同業の会社が買い手になる案件では、この傾向がはっきり出ることがあります。相乗効果を見込んで、将来のキャッシュフローをもとに値段を考えるからです。決算書のマイナスだけを見て諦めてしまうと、こうした話が始まる前に終わってしまいます。
決算書と実態がずれる理由はいくつかある
なぜ決算書の数字と、会社の実態がずれるのでしょうか。理由はいくつかあります。よくあるのが、売れる見込みのない在庫を、そのままの値段で資産に計上しているケースです。
売掛金も同じです。取引先が実質的に払えない状態なのに、帳簿の上ではそのまま資産として残っていることがあります。逆に、土地のように昔買った値段のままになっていて、今の時価だと含み益が出ている場合もあります。
役員や従業員の退職金を、決算書に十分に計上していない会社も見かけます。これは将来払うお金なので、今の帳簿には出てきません。でも、いずれ会社から出ていくお金です。こうした項目を一つずつ洗い直すと、決算書の数字とはかなり違う姿が見えてきます。
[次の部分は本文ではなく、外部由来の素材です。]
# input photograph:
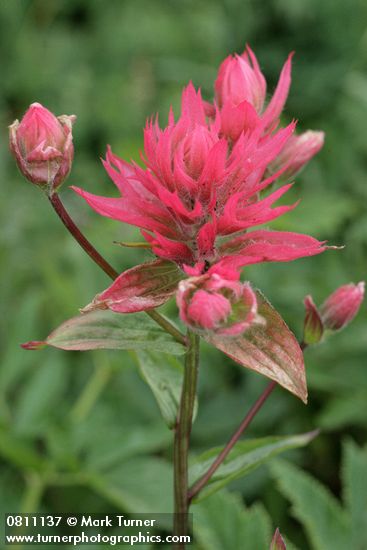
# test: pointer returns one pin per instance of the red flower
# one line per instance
(197, 187)
(42, 146)
(340, 308)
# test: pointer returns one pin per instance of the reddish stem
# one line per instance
(198, 486)
(103, 264)
(78, 235)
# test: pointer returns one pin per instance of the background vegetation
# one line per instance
(113, 64)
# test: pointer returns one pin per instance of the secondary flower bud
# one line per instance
(240, 79)
(342, 306)
(313, 329)
(297, 152)
(211, 303)
(42, 145)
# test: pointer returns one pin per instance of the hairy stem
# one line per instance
(104, 265)
(182, 437)
(198, 486)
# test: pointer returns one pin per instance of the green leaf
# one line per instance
(277, 542)
(243, 458)
(326, 523)
(270, 349)
(145, 286)
(164, 375)
(108, 330)
(222, 522)
(355, 491)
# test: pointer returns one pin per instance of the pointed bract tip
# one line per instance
(34, 345)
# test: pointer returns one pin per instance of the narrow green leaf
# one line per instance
(326, 523)
(108, 330)
(270, 349)
(244, 457)
(164, 375)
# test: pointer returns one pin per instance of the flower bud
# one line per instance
(42, 145)
(313, 328)
(342, 306)
(211, 303)
(297, 152)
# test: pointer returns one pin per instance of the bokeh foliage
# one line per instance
(113, 64)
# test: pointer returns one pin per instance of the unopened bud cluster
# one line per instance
(338, 310)
(42, 145)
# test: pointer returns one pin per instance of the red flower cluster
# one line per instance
(197, 197)
(43, 146)
(204, 173)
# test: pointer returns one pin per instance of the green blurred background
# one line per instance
(113, 64)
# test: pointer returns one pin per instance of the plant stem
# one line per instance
(198, 486)
(104, 265)
(79, 237)
(182, 437)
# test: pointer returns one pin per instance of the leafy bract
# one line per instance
(143, 287)
(164, 375)
(108, 330)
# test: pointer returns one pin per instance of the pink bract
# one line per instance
(215, 304)
(342, 306)
(42, 146)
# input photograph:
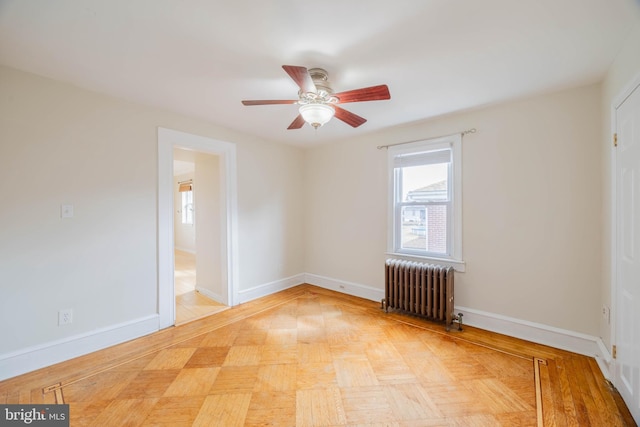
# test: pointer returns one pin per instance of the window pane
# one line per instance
(187, 207)
(425, 183)
(424, 228)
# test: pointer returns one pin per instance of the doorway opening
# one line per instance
(197, 281)
(217, 225)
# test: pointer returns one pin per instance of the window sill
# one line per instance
(458, 266)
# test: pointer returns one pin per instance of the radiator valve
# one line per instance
(458, 319)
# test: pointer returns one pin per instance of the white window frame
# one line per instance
(187, 219)
(454, 219)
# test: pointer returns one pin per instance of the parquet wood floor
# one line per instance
(311, 357)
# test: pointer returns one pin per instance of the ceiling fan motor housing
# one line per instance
(324, 91)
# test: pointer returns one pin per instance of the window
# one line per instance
(185, 189)
(187, 207)
(425, 190)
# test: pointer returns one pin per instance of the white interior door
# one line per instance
(627, 320)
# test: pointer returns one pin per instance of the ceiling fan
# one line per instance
(318, 103)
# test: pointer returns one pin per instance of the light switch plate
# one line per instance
(66, 211)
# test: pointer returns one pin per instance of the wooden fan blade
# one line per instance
(348, 117)
(373, 93)
(269, 102)
(301, 76)
(297, 123)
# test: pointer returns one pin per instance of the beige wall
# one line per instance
(622, 72)
(60, 144)
(531, 208)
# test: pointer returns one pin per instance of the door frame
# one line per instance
(633, 85)
(168, 139)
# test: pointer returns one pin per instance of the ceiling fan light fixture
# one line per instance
(317, 114)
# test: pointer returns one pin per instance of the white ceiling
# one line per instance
(202, 57)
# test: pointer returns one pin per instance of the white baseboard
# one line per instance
(270, 288)
(563, 339)
(29, 359)
(47, 354)
(351, 288)
(187, 250)
(604, 360)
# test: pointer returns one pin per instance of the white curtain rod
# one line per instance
(463, 133)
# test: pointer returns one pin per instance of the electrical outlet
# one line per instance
(66, 211)
(65, 316)
(606, 313)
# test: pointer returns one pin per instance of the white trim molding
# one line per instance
(47, 354)
(168, 139)
(350, 288)
(563, 339)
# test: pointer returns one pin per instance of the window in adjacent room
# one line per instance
(425, 203)
(186, 193)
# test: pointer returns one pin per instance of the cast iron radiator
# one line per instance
(424, 290)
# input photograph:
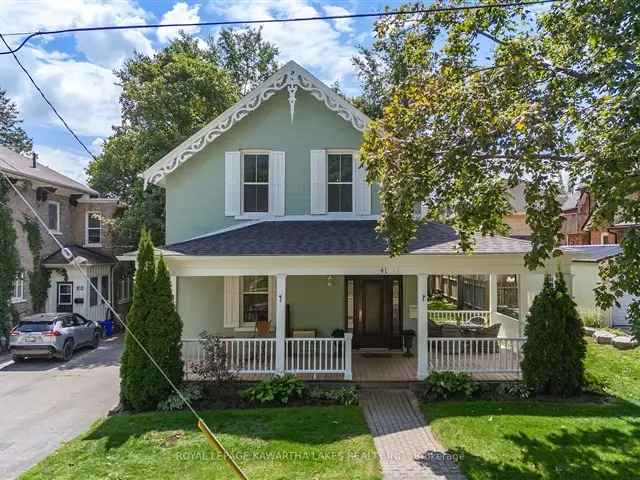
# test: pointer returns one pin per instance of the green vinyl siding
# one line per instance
(195, 191)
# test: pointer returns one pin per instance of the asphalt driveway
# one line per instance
(45, 403)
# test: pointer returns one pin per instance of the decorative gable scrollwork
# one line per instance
(292, 77)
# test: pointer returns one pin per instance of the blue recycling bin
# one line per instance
(107, 327)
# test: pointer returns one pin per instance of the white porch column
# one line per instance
(423, 327)
(523, 301)
(348, 374)
(493, 297)
(281, 321)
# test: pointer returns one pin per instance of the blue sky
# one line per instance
(76, 71)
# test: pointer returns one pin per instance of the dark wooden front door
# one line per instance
(377, 312)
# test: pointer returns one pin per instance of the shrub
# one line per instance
(214, 367)
(591, 317)
(513, 390)
(191, 393)
(278, 389)
(555, 349)
(444, 385)
(346, 396)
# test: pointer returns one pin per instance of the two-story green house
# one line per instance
(271, 243)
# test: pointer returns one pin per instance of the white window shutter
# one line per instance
(276, 183)
(231, 302)
(361, 187)
(272, 301)
(232, 183)
(318, 182)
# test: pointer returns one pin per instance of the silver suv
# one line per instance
(53, 335)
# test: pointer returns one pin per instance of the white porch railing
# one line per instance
(258, 355)
(479, 355)
(316, 355)
(459, 316)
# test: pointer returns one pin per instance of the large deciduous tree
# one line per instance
(166, 98)
(12, 134)
(494, 97)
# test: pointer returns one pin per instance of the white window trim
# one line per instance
(18, 281)
(352, 183)
(86, 229)
(56, 231)
(251, 326)
(253, 215)
(124, 285)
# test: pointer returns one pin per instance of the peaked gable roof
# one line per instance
(20, 166)
(290, 77)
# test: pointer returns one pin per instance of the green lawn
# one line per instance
(287, 443)
(534, 440)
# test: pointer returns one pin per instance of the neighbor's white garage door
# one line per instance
(619, 314)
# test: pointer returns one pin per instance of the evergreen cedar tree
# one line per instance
(555, 348)
(157, 326)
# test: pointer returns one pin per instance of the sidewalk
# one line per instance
(405, 445)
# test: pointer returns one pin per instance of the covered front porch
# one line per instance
(323, 300)
(350, 327)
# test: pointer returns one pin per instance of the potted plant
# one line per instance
(407, 339)
(338, 333)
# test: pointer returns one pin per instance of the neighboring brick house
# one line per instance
(517, 219)
(578, 228)
(77, 216)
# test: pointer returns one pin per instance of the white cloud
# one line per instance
(85, 94)
(108, 49)
(315, 44)
(343, 25)
(68, 163)
(180, 13)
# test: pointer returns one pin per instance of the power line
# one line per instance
(390, 13)
(74, 261)
(44, 97)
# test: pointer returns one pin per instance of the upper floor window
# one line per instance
(340, 182)
(18, 289)
(53, 216)
(255, 185)
(94, 228)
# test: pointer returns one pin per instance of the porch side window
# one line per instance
(94, 228)
(508, 298)
(104, 287)
(255, 299)
(255, 175)
(18, 289)
(53, 216)
(340, 182)
(93, 294)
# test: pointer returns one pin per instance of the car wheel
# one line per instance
(67, 350)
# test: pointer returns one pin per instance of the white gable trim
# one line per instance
(291, 77)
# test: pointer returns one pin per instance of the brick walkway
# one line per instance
(406, 447)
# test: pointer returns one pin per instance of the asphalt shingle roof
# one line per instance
(93, 257)
(328, 237)
(15, 164)
(591, 253)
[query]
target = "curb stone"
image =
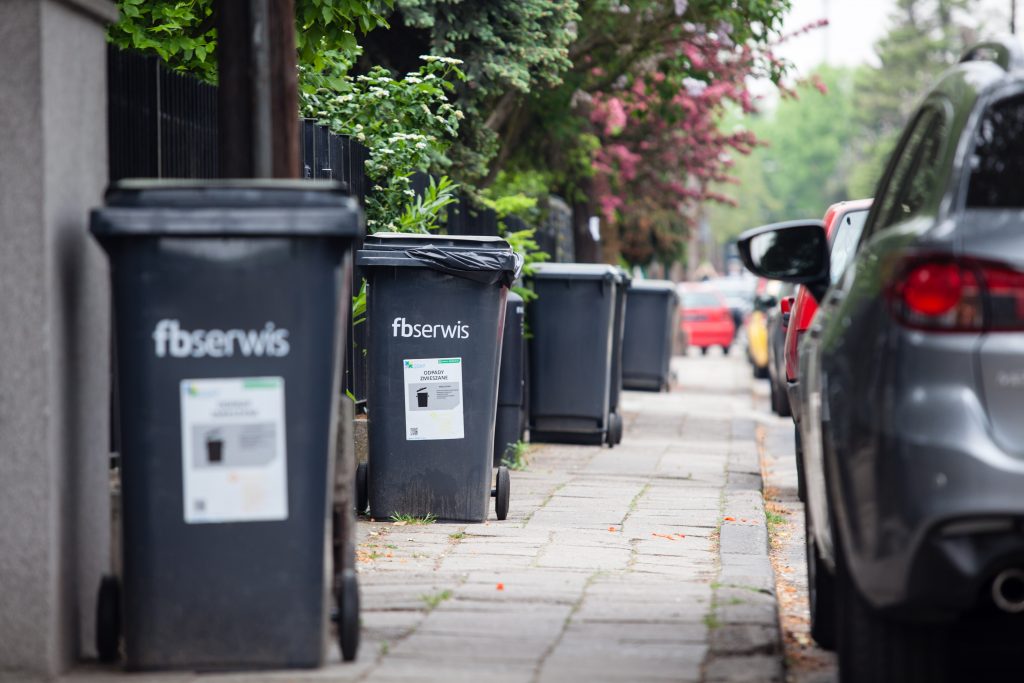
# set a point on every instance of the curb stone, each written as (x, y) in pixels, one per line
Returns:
(745, 642)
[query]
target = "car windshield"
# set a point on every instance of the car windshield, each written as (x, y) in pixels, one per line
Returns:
(845, 239)
(700, 300)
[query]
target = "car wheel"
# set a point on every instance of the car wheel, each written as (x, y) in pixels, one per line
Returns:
(820, 591)
(876, 648)
(799, 447)
(783, 402)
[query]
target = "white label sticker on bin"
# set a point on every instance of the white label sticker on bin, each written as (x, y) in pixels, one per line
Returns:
(232, 450)
(433, 398)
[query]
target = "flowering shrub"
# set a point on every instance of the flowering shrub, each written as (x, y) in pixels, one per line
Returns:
(408, 124)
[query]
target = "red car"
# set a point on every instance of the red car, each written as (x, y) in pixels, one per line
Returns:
(706, 319)
(844, 222)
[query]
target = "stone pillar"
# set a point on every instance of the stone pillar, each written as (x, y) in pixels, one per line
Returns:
(54, 332)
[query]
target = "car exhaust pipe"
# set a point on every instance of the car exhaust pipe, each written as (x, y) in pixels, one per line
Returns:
(1008, 591)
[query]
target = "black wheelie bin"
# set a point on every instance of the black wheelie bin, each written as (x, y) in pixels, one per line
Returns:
(435, 311)
(651, 317)
(511, 421)
(571, 326)
(230, 303)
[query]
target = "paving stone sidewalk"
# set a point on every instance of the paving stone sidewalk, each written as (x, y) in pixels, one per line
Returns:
(608, 567)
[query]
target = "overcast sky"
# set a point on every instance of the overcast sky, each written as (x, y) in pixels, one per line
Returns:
(855, 25)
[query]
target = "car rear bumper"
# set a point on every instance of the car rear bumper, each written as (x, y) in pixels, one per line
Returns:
(937, 511)
(710, 335)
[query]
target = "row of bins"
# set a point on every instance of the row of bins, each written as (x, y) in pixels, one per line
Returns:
(593, 332)
(231, 305)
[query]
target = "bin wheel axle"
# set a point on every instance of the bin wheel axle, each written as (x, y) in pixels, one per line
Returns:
(501, 493)
(361, 488)
(109, 619)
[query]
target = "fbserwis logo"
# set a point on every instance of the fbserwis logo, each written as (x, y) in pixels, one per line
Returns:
(169, 337)
(400, 328)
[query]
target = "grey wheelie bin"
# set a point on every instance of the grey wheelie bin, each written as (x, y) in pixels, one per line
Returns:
(511, 420)
(571, 326)
(230, 305)
(435, 311)
(615, 380)
(651, 317)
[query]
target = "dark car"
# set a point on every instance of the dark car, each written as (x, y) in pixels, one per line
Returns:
(912, 388)
(778, 322)
(844, 222)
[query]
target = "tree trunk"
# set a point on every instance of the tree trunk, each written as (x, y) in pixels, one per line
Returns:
(258, 94)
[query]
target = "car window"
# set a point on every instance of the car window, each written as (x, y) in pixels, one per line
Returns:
(845, 237)
(997, 162)
(914, 171)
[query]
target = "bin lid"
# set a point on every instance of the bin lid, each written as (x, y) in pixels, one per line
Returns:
(653, 287)
(481, 258)
(231, 207)
(577, 271)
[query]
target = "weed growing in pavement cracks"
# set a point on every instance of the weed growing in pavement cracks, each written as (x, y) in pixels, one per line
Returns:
(517, 459)
(411, 519)
(774, 518)
(431, 600)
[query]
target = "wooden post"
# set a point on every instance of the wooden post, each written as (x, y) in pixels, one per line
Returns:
(258, 89)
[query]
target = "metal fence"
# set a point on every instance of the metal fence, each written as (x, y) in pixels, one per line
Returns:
(161, 124)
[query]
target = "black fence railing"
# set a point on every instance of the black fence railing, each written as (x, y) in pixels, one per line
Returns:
(164, 125)
(161, 124)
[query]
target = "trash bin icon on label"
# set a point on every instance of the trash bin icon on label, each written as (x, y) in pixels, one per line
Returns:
(214, 447)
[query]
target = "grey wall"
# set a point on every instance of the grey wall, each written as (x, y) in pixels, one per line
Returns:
(54, 375)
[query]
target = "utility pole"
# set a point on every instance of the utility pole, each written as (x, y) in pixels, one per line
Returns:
(258, 92)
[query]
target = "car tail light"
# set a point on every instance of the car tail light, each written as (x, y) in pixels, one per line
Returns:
(958, 295)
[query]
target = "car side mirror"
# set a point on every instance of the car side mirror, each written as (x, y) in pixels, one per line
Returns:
(785, 305)
(765, 302)
(793, 252)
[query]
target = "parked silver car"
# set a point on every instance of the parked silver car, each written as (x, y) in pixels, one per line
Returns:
(912, 387)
仮に、決算書の純資産がマイナス5000万円の会社があるとします。在庫を実際に売れる値段で見直し、回収できない売掛金を落とし、土地を今の時価に直し、退職金の見込み額を反映する。それだけで、実態の純資産はプラスに変わることもあれば、マイナス幅がぐっと縮まることもあります。
営業利益が出ているなら、借入の組み方を見直せる
決算書が債務超過でも、本業でしっかり利益が出ている会社は少なくありません。この場合、今の借入をそのまま抱え続けるのではなく、返し方を組み替える相談ができることがあります。
銀行への返済計画を、今の利益水準に合わせて作り直す。返済期間を延ばしたり、返済額を利益に見合う額に調整したりする。こうした借換の相談は、金融機関に事情を説明できれば、応じてもらえる場合があります。
このとき大事なのは、「返せる根拠」を数字で示すことです。営業利益から、これから必要な設備投資や税金を引いて、実際に返済に回せるお金がいくら残るか。ここを丁寧に計算して見せると、話がぐっと進みやすくなります。
いくらまで背負えるか、先に逆算しておく
借入を組み替える相談をするなら、先に自分たちで「いくらまでなら無理なく返せるか」を出しておくと話が早いです。何年で返すか、年にいくら返すか。この二つを決めれば、背負える借入の上限が見えてきます。
仮に、年間の返済に回せるお金が2000万円で、10年で返す計画だとします。単純に計算すれば、背負える借入は2億円前後という目安が立ちます。もちろん、金利や設備投資の必要額によって変わりますが、こうした逆算をしておくと、銀行との話し合いでも、買い手との交渉でも、根拠のある数字で話せます。
この逆算をせずに交渉に入ると、相手の言い値に振り回されがちです。先に自分の会社の「返せる力」を数字にしておくことが、交渉の土台になります。
自社に置き換えると
うちの決算書の債務超過は、本当に実態を表しているだろうか。在庫や売掛金、土地、退職金の見込み額を今の目で洗い直したら、数字はどう変わるだろうか。読み替えてみると、見え方が違ってくるかもしれません。
本業の利益は、今の借入をきちんと返せる水準にあるだろうか。年にいくらまでなら無理なく返済に回せるか、一度計算してみるとどうだろうか。この二つの問いに答えが出せると、次の一手が見えてきます。
債務超過だからといって、売れない会社と決めつける必要はありません。決算書の数字を実態に直し、返せる力を数字で示せれば、条件を整えて渡せる会社になることもあります。まずは決算書を、簿価ではなく実態の目で見直すところから始めてみてください。税理士や専門家に相談しながら進めるのが安心です。